Afdankertje

Ik heb een merkwaardige afwijking. Hoor ik daar spottend gelach en kreten van protest? Ik corrigeer even. Ik heb een groot aantal afwijkingen en een daarvan kan men op zijn minst merkwaardig noemen. Zo goed?

Ik ben namelijk op buitensporige wijze verknocht aan een … trui. Ja, jullie lezen het goed: een ordinaire pullover. Nu ja, ordinair durf ik dat kledingstuk eigenlijk niet te noemen. Mijn lieve moeder heeft het nog eigenhandig voor me gebreid van donkerblauwe wol. Op de rechterschouder bracht ze een rij knoopjes aan, waardoor ik de halsopening — mijn panoramische decolleté — naar believen kan vergroten of verkleinen. Heel handig, maar het is natuurlijk niet de reden waarom ik aan die trui gehecht ben. Ik weet eigenlijk niet waarom zo’n sober gewaad mijn sympathie wegdraagt. Het is als bij mensen: van sommigen besef je meteen dat ze zich tot vrienden zullen ontpoppen en van anderen is het onmiddellijk duidelijk dat ze geen genegenheid bij je opwekken.

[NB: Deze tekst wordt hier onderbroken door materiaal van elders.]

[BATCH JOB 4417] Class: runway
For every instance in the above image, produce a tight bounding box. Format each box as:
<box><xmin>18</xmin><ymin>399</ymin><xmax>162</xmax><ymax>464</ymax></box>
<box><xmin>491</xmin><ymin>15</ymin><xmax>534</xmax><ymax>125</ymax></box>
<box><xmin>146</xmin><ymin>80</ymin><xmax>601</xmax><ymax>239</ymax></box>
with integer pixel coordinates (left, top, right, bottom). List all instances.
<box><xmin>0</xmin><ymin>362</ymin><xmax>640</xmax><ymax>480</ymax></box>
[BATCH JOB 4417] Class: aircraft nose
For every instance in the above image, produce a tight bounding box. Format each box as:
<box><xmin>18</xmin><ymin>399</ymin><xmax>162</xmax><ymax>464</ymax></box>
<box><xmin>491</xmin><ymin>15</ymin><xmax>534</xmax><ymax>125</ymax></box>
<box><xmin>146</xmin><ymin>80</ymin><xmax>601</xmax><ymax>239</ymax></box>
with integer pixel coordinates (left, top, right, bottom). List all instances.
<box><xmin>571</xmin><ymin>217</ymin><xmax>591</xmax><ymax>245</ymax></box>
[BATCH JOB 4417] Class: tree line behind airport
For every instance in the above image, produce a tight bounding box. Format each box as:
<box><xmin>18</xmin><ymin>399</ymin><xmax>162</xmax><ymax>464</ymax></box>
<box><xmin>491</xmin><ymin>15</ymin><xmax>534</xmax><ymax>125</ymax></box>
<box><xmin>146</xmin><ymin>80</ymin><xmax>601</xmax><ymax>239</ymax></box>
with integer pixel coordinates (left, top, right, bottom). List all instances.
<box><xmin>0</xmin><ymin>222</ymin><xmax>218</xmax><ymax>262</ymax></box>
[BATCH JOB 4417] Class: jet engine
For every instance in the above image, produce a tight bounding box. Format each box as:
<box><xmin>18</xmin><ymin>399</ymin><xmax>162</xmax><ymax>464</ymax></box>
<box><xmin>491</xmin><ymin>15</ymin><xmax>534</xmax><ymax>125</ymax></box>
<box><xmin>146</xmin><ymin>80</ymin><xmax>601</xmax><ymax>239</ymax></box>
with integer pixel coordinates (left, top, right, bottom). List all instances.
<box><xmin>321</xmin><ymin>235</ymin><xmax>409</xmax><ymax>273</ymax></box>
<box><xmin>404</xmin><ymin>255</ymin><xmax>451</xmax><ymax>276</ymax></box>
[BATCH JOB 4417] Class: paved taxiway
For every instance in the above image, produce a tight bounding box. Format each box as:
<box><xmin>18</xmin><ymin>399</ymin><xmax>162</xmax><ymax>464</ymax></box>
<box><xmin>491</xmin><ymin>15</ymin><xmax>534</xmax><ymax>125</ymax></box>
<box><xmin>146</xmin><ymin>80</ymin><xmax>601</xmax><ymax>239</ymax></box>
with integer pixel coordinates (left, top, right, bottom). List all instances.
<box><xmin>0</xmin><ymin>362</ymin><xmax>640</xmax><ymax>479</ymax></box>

In de winter draag ik die trui bijna elke dag. Ik ben namelijk een zuinig mens en om wat te besparen op de verwarmingskosten zet ik de thermostaat nooit hoger dan twintig Celsiusgraden. Dat is eigenlijk iets te fris als je gedurende lange tijd vrijwel bewegingsloos aan een schrijftafel zit en daarom hul ik me ’s morgens in die pullover. Het spreekt vanzelf dat die af en toe in de was moet en dat is voor mij steeds een pijnlijk moment van ontbering. Ik heb truien zat, maar geen enkele zit zo lekker als mijn favoriet. Ik ben eraan verslaafd. Als die na een wasbeurt op het rek hing, durfde ik het drogen weleens wat te forceren door me met een föhn te wapenen en mijn pullover met warme wind te strelen. Ik heb echter ontdekt dat ik zodoende hetgeen ik op verwarmingskosten bespaar grotendeels tenietdoe, dus ben ik daarmee opgehouden.

Mijn lievelingstrui is helaas aangevreten door de tand des tijds en tot op de draad versleten. De mouwen vertonen grote gaten ter hoogte van de ellebogen en de halsboord hangt vol rafels, omdat ik die over mijn kin tot bij mijn lippen pleeg te trekken. Als ik geconcentreerd aan het werk ben, of diep in gedachten verzonken, mag ik immers graag op iets sabbelen en daar gebruik ik de bovenrand van mijn pullover voor. Ik kan me met deze onvolkomenheden verenigen en bovendien vertoon ik me nooit met dat ding. Het hele dorp zou uitlopen en zelfs de mensen die honger lijden zouden eten naar me gooien. Als er echter iemand aan mijn deur belt en ik die onbedachtzaam open, maak ik natuurlijk een bijzonder sjofele indruk.

Ik wil vermijden dat ik op een dag een pakketje gedragen kleding toegestuurd krijg van een anonieme weldoener die het goed met me meent. Daarom heb ik gisteravond mijn geliefde pullover in de vuilniszak gepropt en die op de stoep gezet. Vanmorgen had ik daar al spijt van. Ik ben nog snel naar de straat gelopen om mijn trui te recupereren, maar de ophaling was al gebeurd. Ik ben er het hart van in. Ik heb weliswaar een andere pullover aangetrokken, maar toch voel ik me moedernaakt.